38. Краснофигурная чаша; ок. 510 г.
Менее изощренным образом гончары также обыгрывают другое свойство посуды, придавая сосудам форму тел. Так же как в нашем словаре есть анатомические термины, применяемые к посуде – мы говорим «горлышко», «брюшко», «плечо», «ножка», «носик» сосуда, – в греческом существуют «ушки» (ota) как обозначение ручек, «голова» сосуда (kephale), «лицо» (prosopon) и «губы» (cheile); фиалы для возлияний имеют «пупок» (omphalos).[123] Эти анатомические параллели подчас получают предметное воплощение – и вербальная метафора реализуется. Так, нам известно несколько примеров сосудов в форме стопы или фаллоса;[124] в других случаях ножка чаши может быть заменена на фаллос [37].[125]· Обходиться с подобным объектом как с простой чашей становится нелегко; возникающая анатомическая иллюзия превалирует над утилитарной функцией сосуда, и пирующий, поднося его ко рту, демонстративно включается в эротическую игру. А так как лучше один раз увидеть, чем сто раз услышать, то для подтверждения нашего анализа будет достаточно обратиться к изображению на чаше [38],[126] где подобным сосудом манипулирует обнаженная женщина в позе пирующей.

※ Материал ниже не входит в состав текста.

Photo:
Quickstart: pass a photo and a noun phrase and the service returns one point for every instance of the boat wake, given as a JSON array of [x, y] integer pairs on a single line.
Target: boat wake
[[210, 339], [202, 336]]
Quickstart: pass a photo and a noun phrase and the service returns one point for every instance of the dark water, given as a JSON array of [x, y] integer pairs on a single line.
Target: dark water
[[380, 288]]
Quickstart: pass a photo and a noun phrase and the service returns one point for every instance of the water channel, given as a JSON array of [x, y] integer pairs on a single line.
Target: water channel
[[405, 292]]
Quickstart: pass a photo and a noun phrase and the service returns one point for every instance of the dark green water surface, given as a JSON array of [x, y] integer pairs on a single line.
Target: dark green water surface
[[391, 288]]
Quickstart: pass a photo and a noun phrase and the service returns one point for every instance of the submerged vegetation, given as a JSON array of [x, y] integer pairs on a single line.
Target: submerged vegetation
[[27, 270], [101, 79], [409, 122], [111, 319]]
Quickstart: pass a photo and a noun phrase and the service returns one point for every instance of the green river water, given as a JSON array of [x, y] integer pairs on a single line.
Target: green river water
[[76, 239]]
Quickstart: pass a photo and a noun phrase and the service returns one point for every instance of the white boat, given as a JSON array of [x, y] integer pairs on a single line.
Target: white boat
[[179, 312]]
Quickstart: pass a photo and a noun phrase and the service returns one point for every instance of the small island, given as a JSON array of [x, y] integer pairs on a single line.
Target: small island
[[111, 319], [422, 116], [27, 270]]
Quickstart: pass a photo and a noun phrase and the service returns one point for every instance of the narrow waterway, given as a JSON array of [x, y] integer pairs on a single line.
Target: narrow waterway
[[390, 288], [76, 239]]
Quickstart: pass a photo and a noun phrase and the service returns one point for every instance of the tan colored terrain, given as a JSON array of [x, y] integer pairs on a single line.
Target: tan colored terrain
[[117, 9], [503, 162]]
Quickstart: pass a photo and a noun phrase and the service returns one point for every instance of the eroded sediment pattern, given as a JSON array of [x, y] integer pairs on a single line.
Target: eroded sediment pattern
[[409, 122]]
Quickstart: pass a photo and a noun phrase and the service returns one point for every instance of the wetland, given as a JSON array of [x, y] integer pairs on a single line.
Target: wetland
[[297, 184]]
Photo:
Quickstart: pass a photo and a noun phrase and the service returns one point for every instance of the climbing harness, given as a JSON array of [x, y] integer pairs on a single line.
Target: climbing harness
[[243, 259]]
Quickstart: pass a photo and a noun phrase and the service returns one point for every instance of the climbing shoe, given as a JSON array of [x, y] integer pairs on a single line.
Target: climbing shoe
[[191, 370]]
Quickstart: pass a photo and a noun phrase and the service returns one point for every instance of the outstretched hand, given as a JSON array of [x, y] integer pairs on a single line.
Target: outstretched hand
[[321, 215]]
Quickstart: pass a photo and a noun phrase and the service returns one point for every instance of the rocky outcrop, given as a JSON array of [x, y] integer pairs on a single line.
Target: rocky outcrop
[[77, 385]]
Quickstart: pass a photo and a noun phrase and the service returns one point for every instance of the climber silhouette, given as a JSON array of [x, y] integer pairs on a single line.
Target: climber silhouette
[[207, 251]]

Таким образом, игра с метафорами ведется на всех возможных уровнях; так же как тело становится сосудом, сосуд превращается в тело. Подобие между симпосиастом и сосудом разрабатывается и в другом направлении. Обратите внимание на то, что сосуд, снабженный фаллосом [37]» декорируется глазами, между которыми располагается маска сатира с остроконечными ушами [25]· Фронтальное изображение лица сатира нередко встречается в вазописи [26] и производит – если пирующий останавливает на нем свой взгляд – гипнотический эффект, который является одной из примет дионисийского мира.[127] В данном случае этот эффект удваивается из-за присутствия пары глаз, обрамляющих лицо сатира, которые превращают наружную сторону чаши в маску, покрывающую лицо симпосиаста. Таким образом, чаша есть одновременно и сосуд, и защита от дурного глаза.
39· Краснофигурный канфар, ок. 440 г.·
40. Канфар с росписью по белому фону; ок. 480 г.
Однако творческое использование анатомических «возможностей» пиршественной посуды на этом не заканчивается. Существует значительное количество фигурных сосудов в форме головы человека или животного. Лев, орел, олень, кабан, собака, осел – дикие и домашние животные, весь спектр привычной грекам фауны задействован в «животной серии».[128] В отношении человека выбор представляется значимым: мы не обнаружим ни единого индивидуального портрета, но одни лишь жанровые типажи; не встретятся нам, за исключением Диониса и Геракла, и божественные персонажи; изображаются исключительно женщины, чернокожие (как мужчины, так и женщины), азиаты, сатиры. Чаще всего сосуды выполнены в форме одной головы [39][129] или двух, сцепленных между собой затылками и контрастирующих, как, например, пара [40],[130] состоящая из черной и белой женщин. Единственный, кто не представлен в этой системе, – «правильный» белый мужчина; судя по «антропологии» пластических сосудов, мы имеем дело со стремлением определить – от противного – пирующего грека и противопоставить его всем прочим, кем он сам не является. Как мы уже заметили, практика винопития дает, помимо прочего, опыт инаковости; данная серия сосудов, как представляется, подтверждает эту точку зрения и еще раз «проговаривает», на свой собственный манер, высказывание, которое приписывается философу Фалесу:
…будто бы он утверждал, что за три вещи благодарен судьбе: во-первых, что он человек, а не животное; во-вторых, что он мужчина, а не женщина; в-третьих, что он эллин, а не варвар.[131]
41. Краснофигурная чаша; Ольт; ок. 510 г.
42. Чернофигурная ойнохоя; т. н. художник Талеида; ок. 550 г.
Типично греческая антропология, идущая путем последовательных исключений.[132] На симпосии она проявляется через пиршественную посуду: встреча пирующего с сосудом рождает смыслы.